Nie znaczy to oczywiście, że droga ku samopoznaniu jest tu usłana różami. Choć „Morze Drzazg” ma w sobie sporo tego charakterystycznego dla young adult gorzkawego optymizmu, pozostaje trylogią napisaną przez autora, którego nazwisko pada pierwsze, gdy ktoś rzuci hasło: „grimdark fantasy”. Rozstanie z bliskimi, zbyt wcześnie przyjęte brzemię władzy, utrata złudzeń, a nawet niewolnictwo ‒ pan Joe nie szczędzi swoim bohaterom przykrych przeżyć i przekonująco pokazuje, jak te doświadczenia kształtują ich charakter. Szczególne miejsce w ich biografiach zajmuje wojna, która nie ma w sobie nic z przygody czy honorowej walki, za to bardzo wiele z bezsensownej rzezi niewinnych, a także ze spektaklu podtrzymującego system władzy oparty na przemocy i bezwzględnym posłuszeństwie. Charakterystyczne, że większość z czarnych charakterów tej trylogii ‒ przede wszystkim Gorm i Yilling ‒ to bezwzględni ludzie miecza, nieodrodne (po)twory przesiąkniętej przemocą kultury, ceniący nade wszystko władzę i siłę równoznaczną z okrucieństwem. Abercrombie czasem pozwala im na odrobinę człowieczeństwa, nigdy jednak ich nie usprawiedliwia, co najwyżej pokazuje, że źródeł ich zła należy szukać w kulturze, w jakiej dorośli. Podoba mi się takie pisanie ‒ głęboko humanistyczne, piętnujące bardziej wadliwy system społeczny niż jednostki zwichrowane przez przemoc, której same doświadczyły i którą same stosowały.

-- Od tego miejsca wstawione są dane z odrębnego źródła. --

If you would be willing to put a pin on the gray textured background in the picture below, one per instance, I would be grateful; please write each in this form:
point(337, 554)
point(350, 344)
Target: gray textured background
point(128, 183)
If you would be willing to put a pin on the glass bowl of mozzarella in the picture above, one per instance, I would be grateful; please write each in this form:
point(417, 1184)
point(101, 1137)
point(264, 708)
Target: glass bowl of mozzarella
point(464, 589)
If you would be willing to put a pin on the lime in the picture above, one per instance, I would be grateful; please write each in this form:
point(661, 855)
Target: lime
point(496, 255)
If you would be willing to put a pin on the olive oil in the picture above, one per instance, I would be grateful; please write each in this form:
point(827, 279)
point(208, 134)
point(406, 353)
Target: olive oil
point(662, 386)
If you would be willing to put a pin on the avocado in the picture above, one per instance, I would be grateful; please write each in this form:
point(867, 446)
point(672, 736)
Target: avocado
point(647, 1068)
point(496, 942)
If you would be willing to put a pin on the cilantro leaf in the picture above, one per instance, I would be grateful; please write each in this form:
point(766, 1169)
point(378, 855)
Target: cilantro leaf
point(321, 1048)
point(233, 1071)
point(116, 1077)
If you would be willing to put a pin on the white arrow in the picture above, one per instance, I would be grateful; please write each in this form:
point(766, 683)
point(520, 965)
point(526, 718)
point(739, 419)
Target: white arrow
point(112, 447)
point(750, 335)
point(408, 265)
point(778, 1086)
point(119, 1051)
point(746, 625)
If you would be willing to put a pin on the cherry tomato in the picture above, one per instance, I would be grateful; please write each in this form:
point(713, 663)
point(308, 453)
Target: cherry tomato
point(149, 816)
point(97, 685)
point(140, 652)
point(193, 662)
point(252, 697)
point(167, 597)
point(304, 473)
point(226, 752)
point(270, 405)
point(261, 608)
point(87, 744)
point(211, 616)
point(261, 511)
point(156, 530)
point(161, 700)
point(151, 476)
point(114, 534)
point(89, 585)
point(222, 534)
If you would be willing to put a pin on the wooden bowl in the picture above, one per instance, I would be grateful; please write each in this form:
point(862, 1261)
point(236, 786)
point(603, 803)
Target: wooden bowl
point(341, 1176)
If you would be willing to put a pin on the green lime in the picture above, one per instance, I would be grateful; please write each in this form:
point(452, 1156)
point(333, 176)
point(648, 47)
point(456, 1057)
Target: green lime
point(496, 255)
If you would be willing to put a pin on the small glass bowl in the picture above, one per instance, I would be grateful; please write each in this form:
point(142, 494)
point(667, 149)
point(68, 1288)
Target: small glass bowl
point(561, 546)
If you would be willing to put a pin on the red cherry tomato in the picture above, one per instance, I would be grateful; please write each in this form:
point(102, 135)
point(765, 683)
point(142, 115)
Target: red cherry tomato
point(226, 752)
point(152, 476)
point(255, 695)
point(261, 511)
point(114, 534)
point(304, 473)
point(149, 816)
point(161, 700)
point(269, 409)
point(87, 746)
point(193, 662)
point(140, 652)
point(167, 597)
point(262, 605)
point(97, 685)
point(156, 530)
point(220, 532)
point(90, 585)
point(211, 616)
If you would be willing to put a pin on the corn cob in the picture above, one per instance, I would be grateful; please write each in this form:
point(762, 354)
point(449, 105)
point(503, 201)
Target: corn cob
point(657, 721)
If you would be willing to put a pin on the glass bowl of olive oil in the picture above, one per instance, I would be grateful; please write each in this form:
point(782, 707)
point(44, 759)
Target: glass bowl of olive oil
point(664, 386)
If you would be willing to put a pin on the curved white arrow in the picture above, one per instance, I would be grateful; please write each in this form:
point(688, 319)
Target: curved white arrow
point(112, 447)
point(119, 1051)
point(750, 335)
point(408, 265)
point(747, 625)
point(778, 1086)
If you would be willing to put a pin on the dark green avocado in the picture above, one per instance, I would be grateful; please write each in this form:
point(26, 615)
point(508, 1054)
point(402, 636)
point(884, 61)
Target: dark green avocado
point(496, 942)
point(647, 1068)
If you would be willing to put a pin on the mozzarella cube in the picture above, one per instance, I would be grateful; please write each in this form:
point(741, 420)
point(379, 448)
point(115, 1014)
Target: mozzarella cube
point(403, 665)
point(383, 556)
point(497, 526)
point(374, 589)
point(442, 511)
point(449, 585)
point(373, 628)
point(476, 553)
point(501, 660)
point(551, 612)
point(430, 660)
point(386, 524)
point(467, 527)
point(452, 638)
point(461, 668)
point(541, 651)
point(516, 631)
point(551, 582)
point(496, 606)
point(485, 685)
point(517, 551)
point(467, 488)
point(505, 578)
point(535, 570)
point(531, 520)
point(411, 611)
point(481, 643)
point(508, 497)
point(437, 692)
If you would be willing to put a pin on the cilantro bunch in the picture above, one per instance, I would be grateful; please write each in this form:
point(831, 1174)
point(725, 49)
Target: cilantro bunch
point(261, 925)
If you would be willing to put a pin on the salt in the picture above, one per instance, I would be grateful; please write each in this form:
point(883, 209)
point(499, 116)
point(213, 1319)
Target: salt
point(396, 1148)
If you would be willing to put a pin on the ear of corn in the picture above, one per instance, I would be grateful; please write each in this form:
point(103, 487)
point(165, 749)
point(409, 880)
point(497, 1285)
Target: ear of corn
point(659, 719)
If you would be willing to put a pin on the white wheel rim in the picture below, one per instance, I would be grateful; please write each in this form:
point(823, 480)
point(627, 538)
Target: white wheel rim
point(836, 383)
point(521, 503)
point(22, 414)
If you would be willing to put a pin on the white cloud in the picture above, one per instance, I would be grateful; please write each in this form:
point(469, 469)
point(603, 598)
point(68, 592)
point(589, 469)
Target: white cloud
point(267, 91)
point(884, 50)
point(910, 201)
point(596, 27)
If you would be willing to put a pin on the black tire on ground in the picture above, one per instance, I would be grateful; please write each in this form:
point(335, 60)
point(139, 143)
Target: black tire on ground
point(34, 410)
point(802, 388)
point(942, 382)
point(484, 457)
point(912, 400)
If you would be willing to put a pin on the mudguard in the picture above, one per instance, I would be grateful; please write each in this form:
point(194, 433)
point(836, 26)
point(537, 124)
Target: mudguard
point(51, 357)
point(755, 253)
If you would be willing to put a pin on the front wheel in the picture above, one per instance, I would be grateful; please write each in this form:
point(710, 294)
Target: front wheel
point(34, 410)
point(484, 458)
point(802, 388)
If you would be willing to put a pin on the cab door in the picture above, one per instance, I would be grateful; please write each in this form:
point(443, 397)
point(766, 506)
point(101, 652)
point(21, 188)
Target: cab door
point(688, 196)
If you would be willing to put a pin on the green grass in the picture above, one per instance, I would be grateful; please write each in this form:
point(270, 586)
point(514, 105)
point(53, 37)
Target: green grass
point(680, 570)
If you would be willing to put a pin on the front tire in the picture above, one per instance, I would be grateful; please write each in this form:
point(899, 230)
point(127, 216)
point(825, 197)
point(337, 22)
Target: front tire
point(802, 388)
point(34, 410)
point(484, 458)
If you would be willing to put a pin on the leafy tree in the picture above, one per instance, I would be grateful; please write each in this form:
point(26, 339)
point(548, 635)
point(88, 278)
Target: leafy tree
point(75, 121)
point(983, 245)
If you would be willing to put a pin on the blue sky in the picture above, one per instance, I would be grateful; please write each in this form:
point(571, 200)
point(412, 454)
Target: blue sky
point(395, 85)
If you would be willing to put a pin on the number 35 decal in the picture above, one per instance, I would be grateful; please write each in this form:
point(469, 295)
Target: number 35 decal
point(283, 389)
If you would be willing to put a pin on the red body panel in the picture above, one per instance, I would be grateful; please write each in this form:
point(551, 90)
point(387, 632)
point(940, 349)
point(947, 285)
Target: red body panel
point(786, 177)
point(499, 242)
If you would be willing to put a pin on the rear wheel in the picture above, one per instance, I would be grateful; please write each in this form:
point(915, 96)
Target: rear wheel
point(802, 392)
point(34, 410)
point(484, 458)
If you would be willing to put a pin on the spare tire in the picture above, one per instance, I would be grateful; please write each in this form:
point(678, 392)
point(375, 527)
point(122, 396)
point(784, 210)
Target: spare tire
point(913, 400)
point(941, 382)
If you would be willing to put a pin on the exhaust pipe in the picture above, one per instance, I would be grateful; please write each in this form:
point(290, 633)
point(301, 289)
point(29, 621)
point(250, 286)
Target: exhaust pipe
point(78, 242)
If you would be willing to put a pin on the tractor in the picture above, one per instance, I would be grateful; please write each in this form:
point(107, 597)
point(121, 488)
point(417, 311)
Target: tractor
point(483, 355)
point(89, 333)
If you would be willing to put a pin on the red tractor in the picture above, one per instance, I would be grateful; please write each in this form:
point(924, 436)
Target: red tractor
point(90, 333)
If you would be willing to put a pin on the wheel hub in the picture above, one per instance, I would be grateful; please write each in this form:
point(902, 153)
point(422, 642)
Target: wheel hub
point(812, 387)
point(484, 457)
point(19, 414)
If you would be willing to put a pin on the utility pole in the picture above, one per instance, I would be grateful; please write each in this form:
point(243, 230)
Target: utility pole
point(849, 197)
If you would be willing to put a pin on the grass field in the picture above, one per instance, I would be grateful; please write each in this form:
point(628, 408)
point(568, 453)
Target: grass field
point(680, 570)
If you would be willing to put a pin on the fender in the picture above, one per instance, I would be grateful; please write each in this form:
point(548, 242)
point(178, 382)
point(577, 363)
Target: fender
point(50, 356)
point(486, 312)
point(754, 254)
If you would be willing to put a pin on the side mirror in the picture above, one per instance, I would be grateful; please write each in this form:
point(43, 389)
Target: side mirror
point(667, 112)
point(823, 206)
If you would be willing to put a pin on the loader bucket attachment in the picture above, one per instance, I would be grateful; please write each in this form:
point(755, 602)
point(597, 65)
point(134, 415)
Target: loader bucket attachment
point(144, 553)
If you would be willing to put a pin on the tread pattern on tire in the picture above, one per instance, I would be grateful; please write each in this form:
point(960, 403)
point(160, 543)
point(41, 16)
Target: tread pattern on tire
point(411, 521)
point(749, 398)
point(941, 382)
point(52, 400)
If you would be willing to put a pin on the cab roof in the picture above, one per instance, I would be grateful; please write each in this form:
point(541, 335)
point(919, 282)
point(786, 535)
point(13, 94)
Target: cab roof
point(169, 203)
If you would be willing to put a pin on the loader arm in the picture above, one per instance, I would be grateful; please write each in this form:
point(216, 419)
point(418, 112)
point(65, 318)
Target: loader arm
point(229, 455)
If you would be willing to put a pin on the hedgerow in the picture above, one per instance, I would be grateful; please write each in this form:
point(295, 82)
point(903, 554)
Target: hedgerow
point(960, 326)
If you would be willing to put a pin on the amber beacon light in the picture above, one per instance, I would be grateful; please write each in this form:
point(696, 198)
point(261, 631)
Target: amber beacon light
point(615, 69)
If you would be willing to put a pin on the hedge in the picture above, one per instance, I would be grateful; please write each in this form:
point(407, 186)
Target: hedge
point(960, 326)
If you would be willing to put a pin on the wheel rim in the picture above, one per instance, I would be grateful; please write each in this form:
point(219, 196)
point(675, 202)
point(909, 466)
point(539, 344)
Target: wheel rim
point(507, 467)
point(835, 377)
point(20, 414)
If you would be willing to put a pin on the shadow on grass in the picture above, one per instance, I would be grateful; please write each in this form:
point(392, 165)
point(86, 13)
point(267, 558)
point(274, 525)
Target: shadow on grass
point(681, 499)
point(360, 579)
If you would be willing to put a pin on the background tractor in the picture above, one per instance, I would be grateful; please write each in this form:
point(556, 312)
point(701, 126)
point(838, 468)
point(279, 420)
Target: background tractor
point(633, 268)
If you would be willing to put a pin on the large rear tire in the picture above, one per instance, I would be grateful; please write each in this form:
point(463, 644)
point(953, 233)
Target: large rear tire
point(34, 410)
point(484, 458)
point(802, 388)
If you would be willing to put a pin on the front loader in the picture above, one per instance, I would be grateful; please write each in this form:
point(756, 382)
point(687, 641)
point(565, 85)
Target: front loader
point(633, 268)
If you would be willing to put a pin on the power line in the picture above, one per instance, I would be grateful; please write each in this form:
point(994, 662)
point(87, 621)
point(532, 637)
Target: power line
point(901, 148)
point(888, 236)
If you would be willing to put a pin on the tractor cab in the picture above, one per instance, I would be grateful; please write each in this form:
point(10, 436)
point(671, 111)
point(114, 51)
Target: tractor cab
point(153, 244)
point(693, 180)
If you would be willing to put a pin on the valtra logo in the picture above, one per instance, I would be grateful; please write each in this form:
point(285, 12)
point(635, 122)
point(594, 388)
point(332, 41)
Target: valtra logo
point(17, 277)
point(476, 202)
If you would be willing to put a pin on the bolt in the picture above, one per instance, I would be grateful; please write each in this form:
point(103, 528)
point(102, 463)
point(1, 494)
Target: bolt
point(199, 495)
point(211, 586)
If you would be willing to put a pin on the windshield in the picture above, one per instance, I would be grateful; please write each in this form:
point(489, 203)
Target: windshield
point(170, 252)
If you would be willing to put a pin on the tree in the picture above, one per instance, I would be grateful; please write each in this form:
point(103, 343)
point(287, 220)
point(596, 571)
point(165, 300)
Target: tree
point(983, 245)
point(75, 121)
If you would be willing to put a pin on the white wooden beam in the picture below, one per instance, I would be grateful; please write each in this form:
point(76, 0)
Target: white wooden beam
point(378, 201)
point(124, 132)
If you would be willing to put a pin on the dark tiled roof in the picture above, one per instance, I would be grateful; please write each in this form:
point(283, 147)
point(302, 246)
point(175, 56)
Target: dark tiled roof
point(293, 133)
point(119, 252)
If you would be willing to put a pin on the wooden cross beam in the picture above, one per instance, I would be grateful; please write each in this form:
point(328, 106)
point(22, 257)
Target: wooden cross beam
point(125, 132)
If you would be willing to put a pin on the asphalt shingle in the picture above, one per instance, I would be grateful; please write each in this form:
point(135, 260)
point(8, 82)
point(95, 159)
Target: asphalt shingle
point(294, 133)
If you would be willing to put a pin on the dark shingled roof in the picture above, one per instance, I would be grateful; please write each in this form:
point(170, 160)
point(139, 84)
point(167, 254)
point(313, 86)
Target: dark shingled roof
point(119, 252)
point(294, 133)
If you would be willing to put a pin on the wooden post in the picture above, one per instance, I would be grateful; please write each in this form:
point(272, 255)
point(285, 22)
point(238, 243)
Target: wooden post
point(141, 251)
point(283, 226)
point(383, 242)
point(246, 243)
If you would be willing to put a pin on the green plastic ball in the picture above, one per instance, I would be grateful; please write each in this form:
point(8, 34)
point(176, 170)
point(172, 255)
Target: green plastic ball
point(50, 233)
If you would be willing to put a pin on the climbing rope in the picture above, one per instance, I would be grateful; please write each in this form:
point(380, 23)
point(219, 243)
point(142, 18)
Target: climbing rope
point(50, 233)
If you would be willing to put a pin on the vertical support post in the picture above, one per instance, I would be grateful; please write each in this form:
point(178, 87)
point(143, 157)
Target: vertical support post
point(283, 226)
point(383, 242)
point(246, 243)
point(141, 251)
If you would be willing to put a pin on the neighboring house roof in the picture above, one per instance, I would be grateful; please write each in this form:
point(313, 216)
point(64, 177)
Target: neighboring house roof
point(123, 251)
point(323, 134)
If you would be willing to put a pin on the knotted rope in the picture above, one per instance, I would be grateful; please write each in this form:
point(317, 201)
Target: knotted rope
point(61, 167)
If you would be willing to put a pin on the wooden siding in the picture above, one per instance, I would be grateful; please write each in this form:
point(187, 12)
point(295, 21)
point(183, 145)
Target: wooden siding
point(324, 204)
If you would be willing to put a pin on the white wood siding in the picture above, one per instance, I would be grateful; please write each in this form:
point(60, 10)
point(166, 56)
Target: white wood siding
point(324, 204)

Najważniejsze w „Morzu Drzazg” wydaje mi się jednak to, że na niemal równie złą drogę kieruje autor niektórych ze swoich bohaterów. Dzięki temu widzimy, jak niewiele dzieli od zatraty siebie tych, których naznaczyła Matka Wojna, i jak bardzo potrzebują oni kogoś, kto we właściwej chwili odważy się powiedzieć im: „nie”. Ta niepokojąco cienka granica pomiędzy bohaterami a złoczyńcami to bodaj jedyne, w czym trylogia Abercrombiego przekracza schemat gatunkowy powieści dla młodzieży. W tym nurcie dorastanie traktuje się często jak jakiś problem do rozwiązania ‒ wskazuje się w bohaterze wadę, z którą ten musi się uporać, przechodząc po drodze liczne próby charakteru, by w końcu odebrać odpowiednią lekcję, osiągnąć samoświadomość i w pełni rozwinąć swój potencjał. Pan Joe również wychodzi od tego schematu, ale kwestionuje obowiązkowe szczęśliwe zakończenie. Po pokonaniu własnych braków jego nastoletni bohaterowie nawet nie zbliżają się do doskonałości. Ba, można podejrzewać, że jeszcze przez wiele lat będą się zmagać z traumą wojenną czy własną naturą, która uległa pokusie władzy i przemocy... aż kiedyś, w jakimś sequelu, to oni staną się łotrami, z którymi będzie walczyć nowe pokolenie bohaterów.

‒ Ha! ‒ Splunęła w ogień [...]. ‒ Pewnego dnia zasiądziesz przy Czarnym Tronie jako Ojciec Yarvi.
‒ Ojciec Yarvi. ‒ Chłopak nerwowo obrócił się na stołku. ‒ Nie jestem dość mądry. ‒ Tak naprawdę chciał powiedzieć, że nie jest dość odważny, ale nie był dość odważny, aby się do tego przyznać [„Pół króla”, s. 13].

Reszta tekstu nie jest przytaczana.